Grace Garcia, 50, used to go to the same manicurist every time, but in late 2021, with the pre-Thanksgiving rush, she headed to another salon that looked “upscale.”
“Is he there [manicure] My wound, and the wound was not just a normal cut in the skin. It hurt me deeply and it was one of the first times this happened to me,” Grace told NBC’s “Today” show.
The client also states that she cannot verify at that moment that the professional uses sterile instruments.
The cut turned out to be an injury that “never got better,” according to Grace, but it wasn’t that bad.
She resorted to an antibiotic ointment, but it continued to swell on her injured finger.
At the time, the woman decided to see a doctor, but was diagnosed with a “writing nail,” something she considered inappropriate, since she did not use her ring finger when writing.
In April 2022, Grace goes to her gynecologist, who suggests she see a dermatologist. The latter only told her to watch the injury.
The wound developed from a bulge to an open wound and then to a wart.

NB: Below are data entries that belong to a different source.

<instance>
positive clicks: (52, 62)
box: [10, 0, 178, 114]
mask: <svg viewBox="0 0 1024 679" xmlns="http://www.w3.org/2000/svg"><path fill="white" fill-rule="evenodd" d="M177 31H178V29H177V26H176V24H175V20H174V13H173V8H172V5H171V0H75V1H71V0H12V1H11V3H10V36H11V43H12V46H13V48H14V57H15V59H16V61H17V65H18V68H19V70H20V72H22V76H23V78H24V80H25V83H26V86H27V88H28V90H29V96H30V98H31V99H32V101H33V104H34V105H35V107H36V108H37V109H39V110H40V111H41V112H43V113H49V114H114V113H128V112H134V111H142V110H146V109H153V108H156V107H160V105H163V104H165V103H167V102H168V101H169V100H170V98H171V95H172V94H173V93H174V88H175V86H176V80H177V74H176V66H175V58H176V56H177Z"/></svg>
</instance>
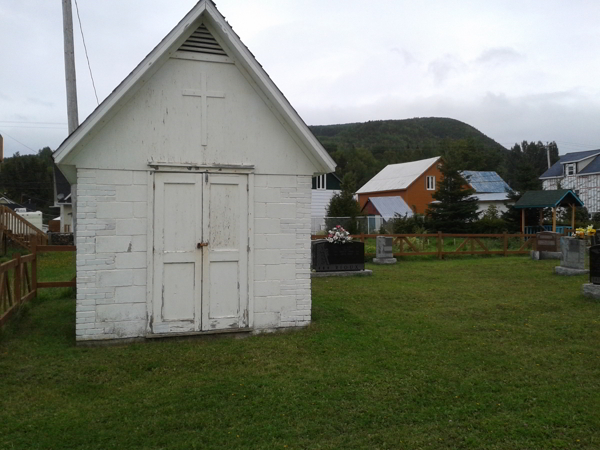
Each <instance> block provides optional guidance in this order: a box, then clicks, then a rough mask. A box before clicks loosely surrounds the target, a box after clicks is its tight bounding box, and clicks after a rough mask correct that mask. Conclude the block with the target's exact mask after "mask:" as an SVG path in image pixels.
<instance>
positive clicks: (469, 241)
mask: <svg viewBox="0 0 600 450" xmlns="http://www.w3.org/2000/svg"><path fill="white" fill-rule="evenodd" d="M377 236H386V237H391V238H393V242H394V244H395V245H396V246H397V247H398V248H399V250H400V251H398V252H394V256H432V255H437V257H438V258H439V259H442V258H443V257H444V256H446V255H503V256H508V255H518V254H525V253H529V251H530V250H536V249H537V240H536V235H535V234H521V233H517V234H508V233H502V234H462V233H442V232H441V231H439V232H437V233H427V234H386V235H380V234H357V235H352V238H353V239H355V240H359V241H361V242H363V243H364V242H365V241H366V240H367V239H375V238H376V237H377ZM311 238H312V239H313V240H316V239H323V238H324V236H318V235H313V236H311ZM488 238H493V239H502V250H491V249H490V245H489V242H487V243H486V241H484V239H488ZM511 238H513V239H514V238H517V239H518V240H520V245H519V248H518V249H514V250H510V249H509V239H511ZM419 239H420V240H422V242H424V241H426V240H428V239H436V244H437V245H436V250H435V251H425V250H423V249H420V248H419V244H418V241H417V240H419ZM444 239H462V242H460V243H459V245H458V247H456V248H455V249H453V250H445V249H444ZM365 256H367V257H371V256H375V254H374V253H365Z"/></svg>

That’s when she went back to another dermatologist and had a biopsy. “I knew it wasn’t good,” he told him “today.”
What was found was squamous cell carcinoma, which is a common type of skin cancer.
Although this type of tumor is very common due to sun exposure, doctors found in Grace’s case something unusual: The cancer was caused by HPV, the human papillomavirus.
“It’s very rare for a number of reasons. In general, the strains that cause cancer from the point of view of HPV tend to be sexually transmitted,” explained dermatologist Teo Solimani, who treated Grace.
According to the expert, the injury caused by the pliers on the patient’s finger “became the gateway” for the virus.
He added that the thick skin that we have on our hands and feet, which acts as a natural barrier against infections and the like, disappeared, and the virus was able to infect her skin.
The doctor commented that discovering the cancer in its early stages “may have saved her from amputating her finger.”
She underwent surgery that used a technique that allows the doctor to see 100% of the edge of the tumor and remove it completely, ensuring a “high cure rate” without removing too much skin.
Soleimani also recommended that anyone who has a skin growth that does not go away within four weeks should see a doctor. Additionally, he recommends getting vaccinated against HPV as a way to reduce your risk.
Nail cancer, specifically, is a different type than Grace’s cancer. for him It can be confused, for example, with mycosis.